First, Ohio notes that the argument it wishes to present to substantiate a claim to the center of the river has not been considered by this Court. The early cases turned instead on the assumption that Virginia’s prior title, upon which Kentucky’s claims are predicated, was valid as to the land involved.7 Ohio additionally points out that the three Ohio cases proffered as evidence of Ohio’s recognition of Kentucky’s claim to the northern half of the river 8 concerned private disputes that hinged upon location of the river’s edge, rather than a determination as to the boundary between the States. That the further determination was not required is *655made clear by the language of those cases.9 The most recent of the three, indeed, states quite explicitly:
“It does not become necessary, in this case, to determine whether-the middle of the Ohio River . . . does or does not constitute the boundary line between the states of Virginia and Ohio. For all the purposes of this case, it may be assumed that Virginia was the original, undisputed owner of the territory on both sides of the river, and still retains all that she did not part with by her deed of cession in 1784.” 10
Ohio now wishes to question precisely that assumption. In prematurely judging the issues and pretermitting briefing and argument of Ohio’s attack on the validity of Virginia’s title, the Court does disservice both to the adjudication of this dispute and to the procedural contours of original actions. I would allow Ohio to amend its complaint so that the merits might be reached in due course.

 Complaint ¶ 6.

 Amended complaint ¶¶ 1-3.

 F. James, Civil Procedure §4.1, p. 127; Conley v. Gibson, 355 U. S. 41, 45-46.

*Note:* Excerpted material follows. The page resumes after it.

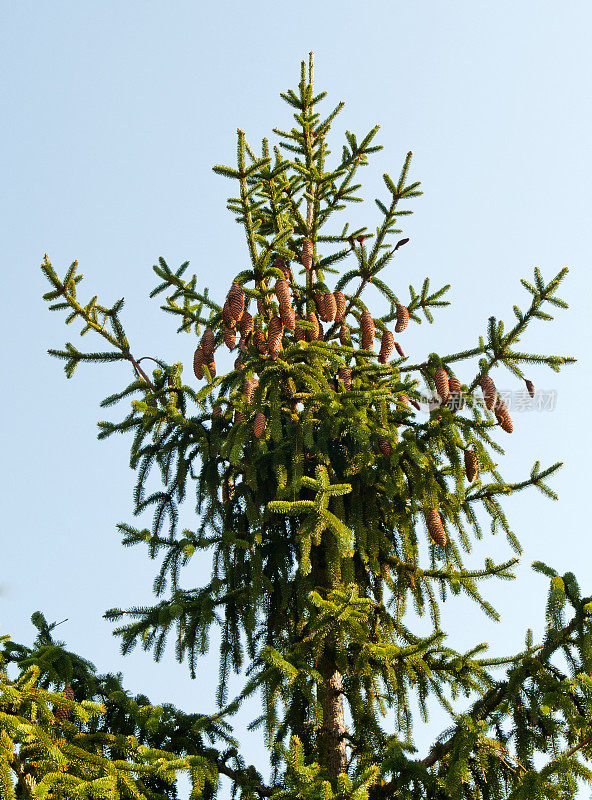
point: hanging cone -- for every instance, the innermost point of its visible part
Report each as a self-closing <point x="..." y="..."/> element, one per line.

 Virginia’s claim of title rests upon the charter granted by King James I to the London Company in 1609. Ohio argues that later *653events, including the revocation of the charter in 1624 when Virginia became a Crown colony, 1 J. Marshall, The Life of George Washington 69; 2 W. Hening’s Stat. at Large 525-526; 1 Laws of the United States 465 (B. & D. ed. 1815) (hereinafter Laws), and the ceding by the French to the British of the Eastern Mississippi Valley north of the Ohio River under the Treaty of Paris in 1763, 1 Laws 441-442; A. Shortt & A. Doughty, Documents Relating to the Constitutional History of Canada, 1759-1791, pp. 113, 116, sharply curtailed Virginia’s reach and that the middle of the river was intended as the boundary between old and new States by the United States following the Revolution. It seeks to substantiate this final point by references to various laws that prescribe the boundaries of new States, 1 Laws 475, 480, provide for navigational rights, id., at 479-480, and speak in general terms of Virginia, Kentucky, and Tennessee as the lands south, or south and east, of the Ohio River, and of Ohio, Indiana, and Illinois as the lands to the north, or the north and west, 2 Laws 14, 104, 138, 179, 311, 421, 533; 3 Laws 367, 385, 396, 596, 612.

 Henderson Bridge Co. v. Henderson City, 173 U. S. 592 (1899); Wedding v. Meyler, 192 U. S. 573 (1904); Nicoulin v. O’Brien, 248 U. S. 113 (1918).

 Handly’s Lessee v. Anthony, 5 Wheat. 374, 377, 379.

 See ibid.; Indiana v. Kentucky, 136 U. S. 479, 503-504.

 Lessee of McCullock v. Aten, 2 Ohio 307 (1826); Lessee of Blanchard v. Porter, 11 Ohio 138 (1841); Booth v. Shepherd, 8 Ohio St. 243 (1858).

 2 Ohio, at 310 (discussing only ownership of the land above the water line but below the bank); 11 Ohio, at 139-140 (“The defendant’s deed conveys the soil to the top of the river bank, and reserves the ‘break and slope,’ between that point and the river”).

 S Ohio St., at 245-246 (noting that “In the case of Handly’s Lessee v. Anthony, the supreme court of the United States, pro-eeed[ed] on the assumption that Virginia was the original proprietor of both sides of the river . . .” (emphasis added)).